Rima’s journey: Prosthetic gives Syrian new start after February earthquake
Azaz, Syria – With her smile as bright as ever, 15-year-old Rima Haj Hussein nervously walks into the Ataa Rehabilitation and Prosthetic Limb Centre for earthquake and war victims in Azaz, a town in northern Syria’s Aleppo governorate.
She recently celebrated passing her preparatory level exams, and her pride in pushing through after losing her leg in the massive earthquakes that hit southern Turkey and northern Syria six months ago is apparent.
“When the exam results were announced, I was especially happy that I fulfilled a part of my father’s wish for me. He always encouraged me to continue my education,” she said.
Rima had spent two months in a hospital near the Turkish border, asking her surviving family where her father was.
“I asked over and over why he didn’t come to visit me in the hospital, and they would dodge the question, saying his health condition prevented him from coming. Until I left the hospital and they told me … the shock of that moment will never leave me,” Rima said, having learned that her father had died in the earthquakes.
Fleeing into an earthquake zone
Rima and her family – originally from the city of Qalaat al-Madiq, northern Hama – had fled to opposition-controlled Jandaris in the Aleppo countryside in 2019 after Syrian government forces took control of their hometown.
A little more than three years later, Jandaris was the Syrian city most affected by the earthquakes, recording the highest Syrian death toll of 513 fatalities and 831 wounded, according to the Syria Civil Defence.

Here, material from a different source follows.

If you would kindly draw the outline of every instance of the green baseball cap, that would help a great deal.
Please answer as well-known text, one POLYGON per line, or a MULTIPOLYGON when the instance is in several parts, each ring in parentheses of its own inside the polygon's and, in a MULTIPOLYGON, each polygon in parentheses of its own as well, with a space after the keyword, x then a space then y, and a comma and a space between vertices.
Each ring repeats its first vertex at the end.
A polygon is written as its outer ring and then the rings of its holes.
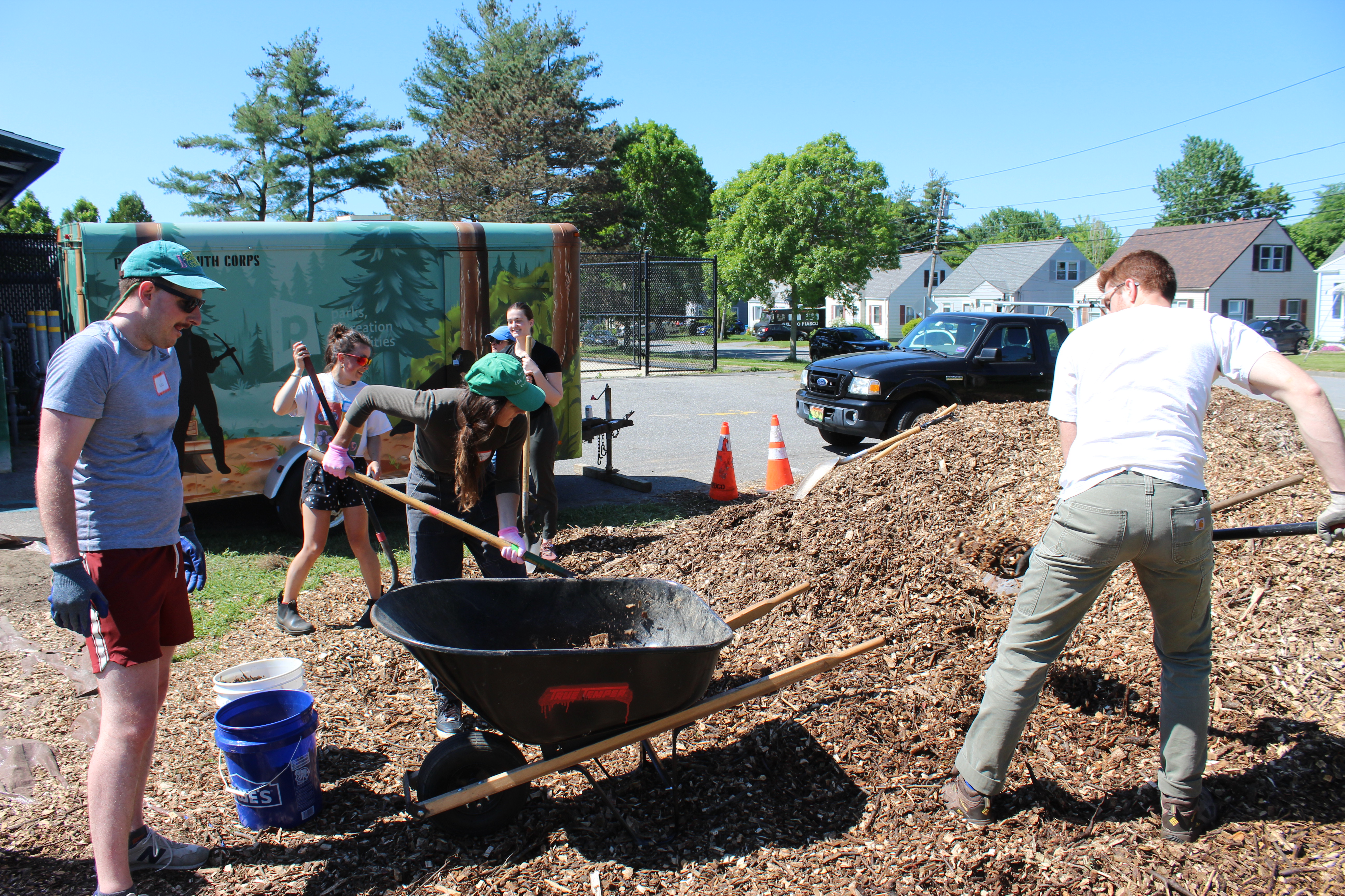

More than 8,400 people died in Syria, with another 50,000 dying in Turkey.
When the earthquake affecting Rima hit in the early hours of February 6, she and her family were not able to open their apartment door in time and found themselves buried in the rubble when the building collapsed.
“After 30 hours of fear, buried under the rubble of our home, surrounded by neighbours who died, the rescue teams and my uncles managed to find a passage through the rubble and reached me,” she said.
Rima told Al Jazeera how the rescue teams and her uncles tried every possible way to extract her from under the rubble, but they were unable to due to her leg, which was trapped. Eventually, a medical team had to amputate her leg before she could be freed.
“I had two choices: either lose my life under the rubble or lose my leg. I chose to lose my leg,” Rima said.
After she was finally able to leave the hospital and still reeling from the news about her father’s death, Rima had to go back in for another surgery, this time to remove her gallbladder.
And yet, she managed to gather her strength and study for her exams, which were only 10 days away, while the team at the Ataa centre worked to create a bespoke prosthetic for her.
“Rima’s resilience, as well as her determination to continue her studies and take the exam, were a great source of inspiration for all of us during this period,” said Khalid Haj Hussein, 54, Rima’s uncle and a mathematics teacher.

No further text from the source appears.